Hateful Memes Classification

Introduction

This repo is my bachelor thesis project's source code. It's based on and forked from vladsandulescu/hatefulmemes. As in the title, it's about my solution to hateful memes challenge. To come up the solution, I have read all wining solutions's publications. The first place and the fifth place solutions insfluenced my work most. Besides those influences, I also came up a novel mechanism called Multiple Directional Attention (MDA) to support UNITER in utilizing different data channels at once. MDA is the generalization of bidirectional cross-attention of the fifth solution. A data channel in this case is a pair of image and text. Text can be: meme text; caption; paraphrased meme text; context. Image is image feature (including detected objects in image). Unlike the fifth solution only using 2 data channels ([[img, meme text], [img, caption]]), 3 data channels were used to improve model performance. As a result, UNITER with a MDA variant achieved 0.8026 AUC ROC and 0.7510 Accuracy which is above 5th place in the challenge.

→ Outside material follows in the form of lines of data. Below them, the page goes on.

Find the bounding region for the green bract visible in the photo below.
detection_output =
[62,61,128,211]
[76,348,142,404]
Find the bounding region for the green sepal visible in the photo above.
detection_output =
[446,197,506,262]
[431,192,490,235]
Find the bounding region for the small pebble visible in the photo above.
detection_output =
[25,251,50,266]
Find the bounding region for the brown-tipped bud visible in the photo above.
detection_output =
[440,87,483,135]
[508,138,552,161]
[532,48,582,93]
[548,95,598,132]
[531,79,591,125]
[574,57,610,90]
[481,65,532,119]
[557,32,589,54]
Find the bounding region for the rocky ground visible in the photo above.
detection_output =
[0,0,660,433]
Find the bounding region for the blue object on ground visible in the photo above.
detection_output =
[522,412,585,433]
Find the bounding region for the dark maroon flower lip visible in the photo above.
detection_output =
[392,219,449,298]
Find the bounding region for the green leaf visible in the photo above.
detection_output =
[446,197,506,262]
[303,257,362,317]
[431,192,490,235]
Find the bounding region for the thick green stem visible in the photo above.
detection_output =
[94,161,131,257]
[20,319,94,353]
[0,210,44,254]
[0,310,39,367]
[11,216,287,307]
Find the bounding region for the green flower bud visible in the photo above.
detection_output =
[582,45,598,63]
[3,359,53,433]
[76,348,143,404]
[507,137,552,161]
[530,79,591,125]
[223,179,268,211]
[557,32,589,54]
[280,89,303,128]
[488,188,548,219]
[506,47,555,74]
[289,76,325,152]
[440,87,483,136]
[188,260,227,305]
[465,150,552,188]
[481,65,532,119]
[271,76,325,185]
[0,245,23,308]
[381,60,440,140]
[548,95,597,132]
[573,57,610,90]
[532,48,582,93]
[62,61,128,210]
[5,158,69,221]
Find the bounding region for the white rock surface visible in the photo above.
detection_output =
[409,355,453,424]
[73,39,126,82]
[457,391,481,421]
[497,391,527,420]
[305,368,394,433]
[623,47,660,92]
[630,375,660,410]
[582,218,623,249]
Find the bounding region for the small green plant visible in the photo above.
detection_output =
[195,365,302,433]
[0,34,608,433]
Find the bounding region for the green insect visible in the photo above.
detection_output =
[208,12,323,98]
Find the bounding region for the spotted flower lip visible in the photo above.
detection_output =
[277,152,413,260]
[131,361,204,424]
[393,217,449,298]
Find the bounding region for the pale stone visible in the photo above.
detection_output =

Please read my bachelor thesis and fifth place solution publication to understand more.

If you use my generated data, my model's source code, my model's weight, my bachelor thesis, please use the following biblatex to cite

@phdthesis{vu_2021, 
    title={Hateful memes classification}, 
    author={VU, Dinh Anh},
    institution={University of Science and Technology of Hanoi},
    url={https://drive.google.com/file/d/1_5aZCVhIbBs5yrkcJQJ3oLz-nFAALkcb/view?usp=sharing},
    year={2021}
}

Enviroment

One should read the installation scripts and know hardware information (like what kind of GPU, which driver that GPU needs, what are packages versions mentioned in scripts, etc). Don't worry when it doesn't work at the first time.

This project was carried out on a machine has:

a GPU Tesla K80 12 GiBs
a CPU Intel(R) Xeon(R) CPU E5-2620 v3 @ 2.40GHz

On Debian 10.9. (This is just another way to say I use linux.)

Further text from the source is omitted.